Not everyone is so sure.

A small study in Brazil using chloroquine – a more toxic version of hydroxychloroquine – was halted in April after patients experienced heart rhythm problems.

Around the same time, reports emerged in New York that a 65-year old woman had died after being prescribed the controversial cocktail of HCQ and azithromycin, renewing warnings about the serious heart risks associated with taking the drugs.

No silver bullet

In the United States, the ongoing uncertainty has begun to erode demand in hospitals and has taken the sheen off Donald Trump’s claims the drug was a “game changer”.

The unprecedented spread and severity of Covid-19, which has killed over a quarter million people globally and more than 25,000 people in France, has left everyone scrambling to find a solution.

Countries like Senegal, India and Italy are putting their hopes in hydroxychloroquine, marketed under the trade name Plaquenil by pharmaceutical giant Sanofi, despite its risks.

“This medicine was never fabricated for the treatment of Covid-19,” cautions Jean-Baptiste Froville, a Sanofi spokesperson.

“When hydroxychloroquine is given to long-time sufferers of rheumatoid disease, it is prescribed at lower doses. When it is used to test for its efficacy against Covid-19, the doses may vary and that is what can cause side effects,” he tells RFI.

The pharmaceutical company has pledged to deliver 100 million doses of HCQ to some 50 countries to “meet demand”, says Froville, all the while warning against an irrational use of the product.

“We are providing the drug to hospitals and doctors to enable them to carry out clinical trials to determine whether hydroxychloroquine is effective or not, but not to treat Covid-19,” he said.

Dilemma

Dr Didier Raoult and his supporters have accused big pharmaceutical companies like Sanofi of blocking HCQ because it is cheap, being out of patent.

Froville says the group is not opposed to selling hydroxychloroquine but wants to wait for the results of global clinical trials before touting it as a Covid-19 miracle drug.

For Guérin, there is no time to lose: “Before France lifts the lockdown, it must incorporate treatment into its exit strategy.
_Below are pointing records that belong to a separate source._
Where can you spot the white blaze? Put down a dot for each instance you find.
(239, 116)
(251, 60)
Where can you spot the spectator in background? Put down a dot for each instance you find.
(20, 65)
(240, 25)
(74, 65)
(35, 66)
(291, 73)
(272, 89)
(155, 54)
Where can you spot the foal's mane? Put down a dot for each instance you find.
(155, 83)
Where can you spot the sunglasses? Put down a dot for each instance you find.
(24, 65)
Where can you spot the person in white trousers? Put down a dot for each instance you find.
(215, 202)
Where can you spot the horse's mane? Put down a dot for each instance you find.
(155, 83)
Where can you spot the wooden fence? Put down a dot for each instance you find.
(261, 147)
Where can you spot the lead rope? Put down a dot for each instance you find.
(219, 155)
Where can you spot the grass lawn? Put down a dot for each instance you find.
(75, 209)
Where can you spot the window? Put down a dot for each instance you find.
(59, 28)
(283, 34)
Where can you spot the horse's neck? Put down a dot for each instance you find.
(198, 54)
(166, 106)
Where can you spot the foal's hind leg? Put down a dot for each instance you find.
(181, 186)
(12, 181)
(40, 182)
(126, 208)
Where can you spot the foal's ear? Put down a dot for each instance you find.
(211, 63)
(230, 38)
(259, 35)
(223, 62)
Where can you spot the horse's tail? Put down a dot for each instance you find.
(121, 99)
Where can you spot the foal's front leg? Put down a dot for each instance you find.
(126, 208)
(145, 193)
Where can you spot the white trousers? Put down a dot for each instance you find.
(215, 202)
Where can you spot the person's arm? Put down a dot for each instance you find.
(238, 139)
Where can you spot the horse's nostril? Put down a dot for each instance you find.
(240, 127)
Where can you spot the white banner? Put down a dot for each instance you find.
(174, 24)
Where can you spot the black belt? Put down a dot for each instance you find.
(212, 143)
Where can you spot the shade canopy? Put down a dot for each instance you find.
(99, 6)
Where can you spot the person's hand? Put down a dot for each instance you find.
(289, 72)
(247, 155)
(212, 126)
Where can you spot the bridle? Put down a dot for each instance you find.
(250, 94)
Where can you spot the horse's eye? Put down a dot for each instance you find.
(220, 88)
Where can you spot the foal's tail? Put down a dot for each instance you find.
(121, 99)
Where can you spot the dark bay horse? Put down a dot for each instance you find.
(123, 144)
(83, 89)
Protecting, testing and isolating is not enough. It needs to treat as well.”

But doctors who prescribe HCQ to patients in hospitals in the context of the coronavirus pandemic are liable to prosecution if the patient dies.

Guérin says this can be avoided if the drug is taken early, and regrets that current French studies, which discredit hydroxychloroquine, have only been carried out on severe Covid-19 patients.

“We must free up the sale of Plaquenil to prevent a second wave of Covid-19 when the lockdown ends,” she insists, even as critics warn that prescribing unproven drugs to treat the coronavirus may do more harm than good.

For the government, it will be a question of sifting through the hype and promise of hydroxychloroquine and saving lives. The intractable debate will continue well beyond 11 May.